I then purged everything e.g

sudo apt-get remove nvidia-* xserver-xorg-* && sudo apt-get purge nvidia-* xserver-xorg-* && sudo apt-get autoclean && sudo apt-get autoremove

Shutdown, and tested the card in a different system where it ran perfectly. Loaded it up to 100% for 2 hours and completed tasks fine.
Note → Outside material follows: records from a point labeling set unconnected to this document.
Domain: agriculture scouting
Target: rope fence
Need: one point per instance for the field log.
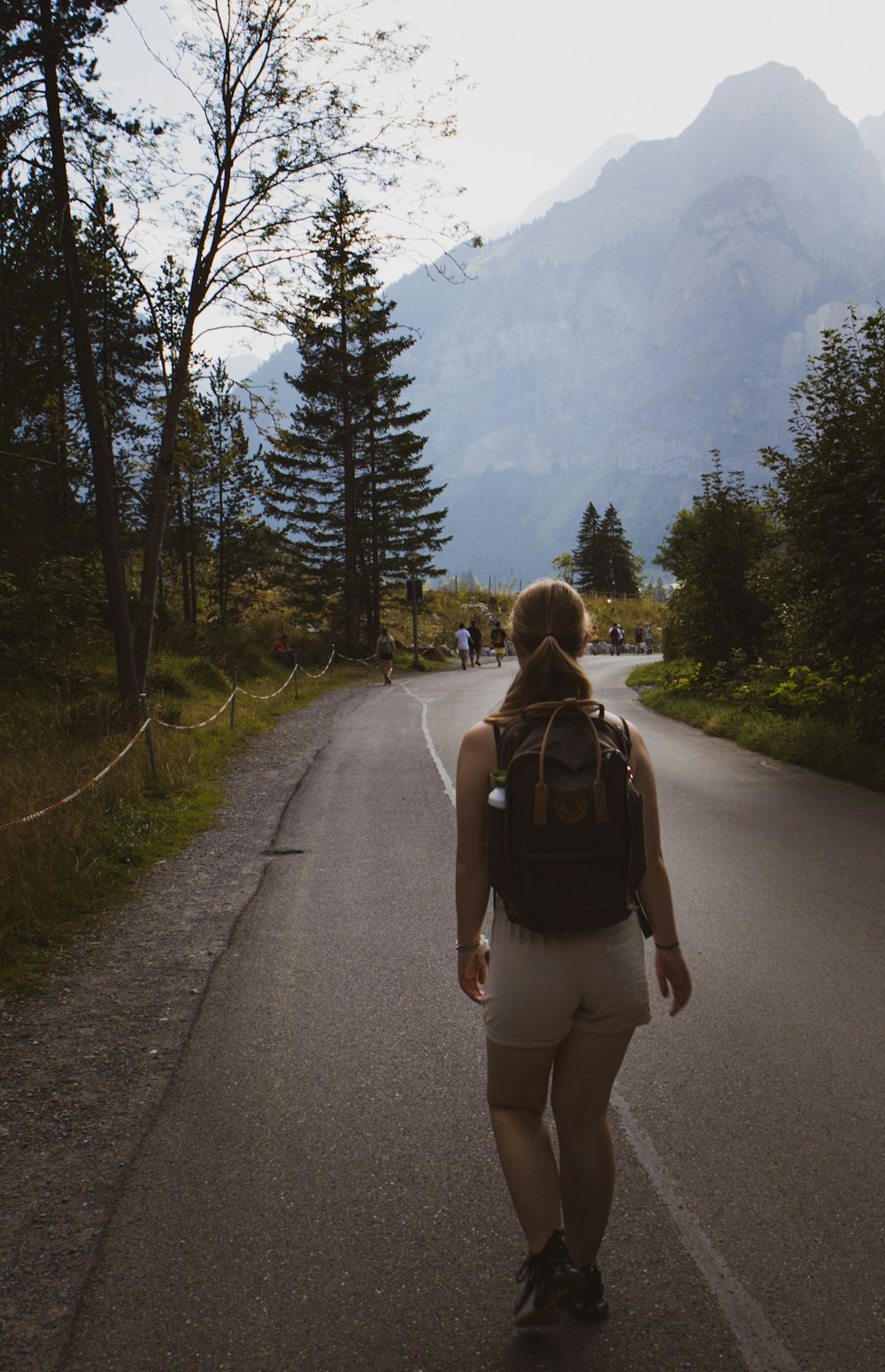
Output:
(162, 723)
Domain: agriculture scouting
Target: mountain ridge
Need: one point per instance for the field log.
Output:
(610, 344)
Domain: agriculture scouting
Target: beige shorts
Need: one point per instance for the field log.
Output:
(541, 987)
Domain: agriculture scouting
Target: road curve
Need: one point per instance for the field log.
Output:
(320, 1187)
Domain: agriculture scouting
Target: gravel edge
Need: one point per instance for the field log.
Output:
(84, 1067)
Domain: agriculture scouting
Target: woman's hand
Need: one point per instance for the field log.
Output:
(673, 975)
(473, 972)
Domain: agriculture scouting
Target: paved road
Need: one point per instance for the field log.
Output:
(320, 1189)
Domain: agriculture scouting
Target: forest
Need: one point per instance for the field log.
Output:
(144, 490)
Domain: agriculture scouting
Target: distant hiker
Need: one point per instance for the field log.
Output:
(476, 644)
(463, 644)
(384, 651)
(558, 1006)
(281, 652)
(498, 641)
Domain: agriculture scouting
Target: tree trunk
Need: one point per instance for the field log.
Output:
(158, 506)
(87, 379)
(350, 496)
(181, 539)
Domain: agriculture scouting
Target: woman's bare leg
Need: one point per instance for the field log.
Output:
(518, 1094)
(583, 1075)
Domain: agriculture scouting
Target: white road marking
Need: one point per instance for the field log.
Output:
(438, 762)
(755, 1337)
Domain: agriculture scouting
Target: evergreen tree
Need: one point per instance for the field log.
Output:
(122, 356)
(715, 551)
(346, 475)
(588, 571)
(235, 484)
(604, 559)
(618, 559)
(830, 499)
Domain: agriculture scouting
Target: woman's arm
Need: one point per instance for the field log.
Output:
(655, 890)
(471, 883)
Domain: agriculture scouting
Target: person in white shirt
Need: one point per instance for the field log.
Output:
(463, 643)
I then put the card back into my Ubuntu Server and reinstalled, this time via aptitude

sudo apt-get install dkms build-essential linux-headers-$(uname -r)
sudo nano /etc/modprobe.d/blacklist.conf
blacklist nouveau
blacklist nvidiafb
alias nouveau off
echo options nouveau modeset=0 | sudo tee -a /etc/modprobe.d/nouveau-kms.conf
sudo apt-get install nvidia-headless-450-server nvidia-utils-450-server nvidia-container-runtime nvidia-container-toolkit nvidia-docker2

Still have the same issue

$ lspci | grep NVIDIA
07:00.0 VGA compatible controller: NVIDIA Corporation GP104 [GeForce GTX 1070] (rev a1)
07:00.1 Audio device: NVIDIA Corporation GP104 High Definition Audio Controller (rev a1)

$ dmesg | grep NVRM
[ 1.569623] NVRM: loading NVIDIA UNIX x86_64 Kernel Module 450.80.02 Wed Sep 23 01:13:39 UTC 2020
[ 65.390214] NVRM: GPU 0000:07:00.0: RmInitAdapter failed! (0x26:0xffff:1266)
[ 65.390403] NVRM: GPU 0000:07:00.0: rm_init_adapter failed, device minor number 0

$ dmesg | grep NVIDIA
[ 1.450276] nvidia: module license ‘NVIDIA’ taints kernel.
[ 1.569623] NVRM: loading NVIDIA UNIX x86_64 Kernel Module 450.80.02 Wed Sep 23 01:13:39 UTC 2020
[ 1.572949] nvidia-modeset: Loading NVIDIA Kernel Mode Setting Driver for UNIX platforms 450.80.02 Wed Sep 23 00:48:09 UTC 2020

$ cat /var/log/kern.log | grep taint
Nov 1 14:13:49 mediabox kernel: [ 1.450269] nvidia: loading out-of-tree module taints kernel.
Nov 1 14:13:49 mediabox kernel: [ 1.450276] nvidia: module license ‘NVIDIA’ taints kernel.
Nov 1 14:13:49 mediabox kernel: [ 1.450278] Disabling lock debugging due to kernel taint
Nov 1 14:13:49 mediabox kernel: [ 1.460693] nvidia: module verification failed: signature and/or required key missing - tainting kernel

$ sudo nvidia-smi
No devices were found

Dear All

I have encountered the same problem: Ubuntu 20.04/RTX2060/Cuda-11.2/nvidia460.32.03

I have also tried Cuda-10.1 but with the same result

$ sudo nvidia-smi
No devices were found

$ sudo lspci -vvv indicates nvidia driver in use

UEFI graphic card set to discrete

I want to install cuDNN, but I prefer to wait until CUDA works properly

BTW:
$ nvcc --version

works properly

Best regards!

EDIT ONE DAY LATER:

Dear All
I have decided to reinstall my Ubuntu 20.04.
At the start I’ve checked nvidia-smi and is OK!
The very first thing that I have installed on ‘naked’ ubuntu is CUDA 11.2 and compatible cuDNN.
Here nvidia-smi behaves still well!
Just after that, another packages relying on CUDA&cuDNN were installed.
Everything works fine and I’m able to use accelerated computing :)

Conclusion: installation order is crucial for success. Updating old CUDA/ repairing broken CUDA can often cause corrupted dependencies, even if you purge everything(as I’ve done before).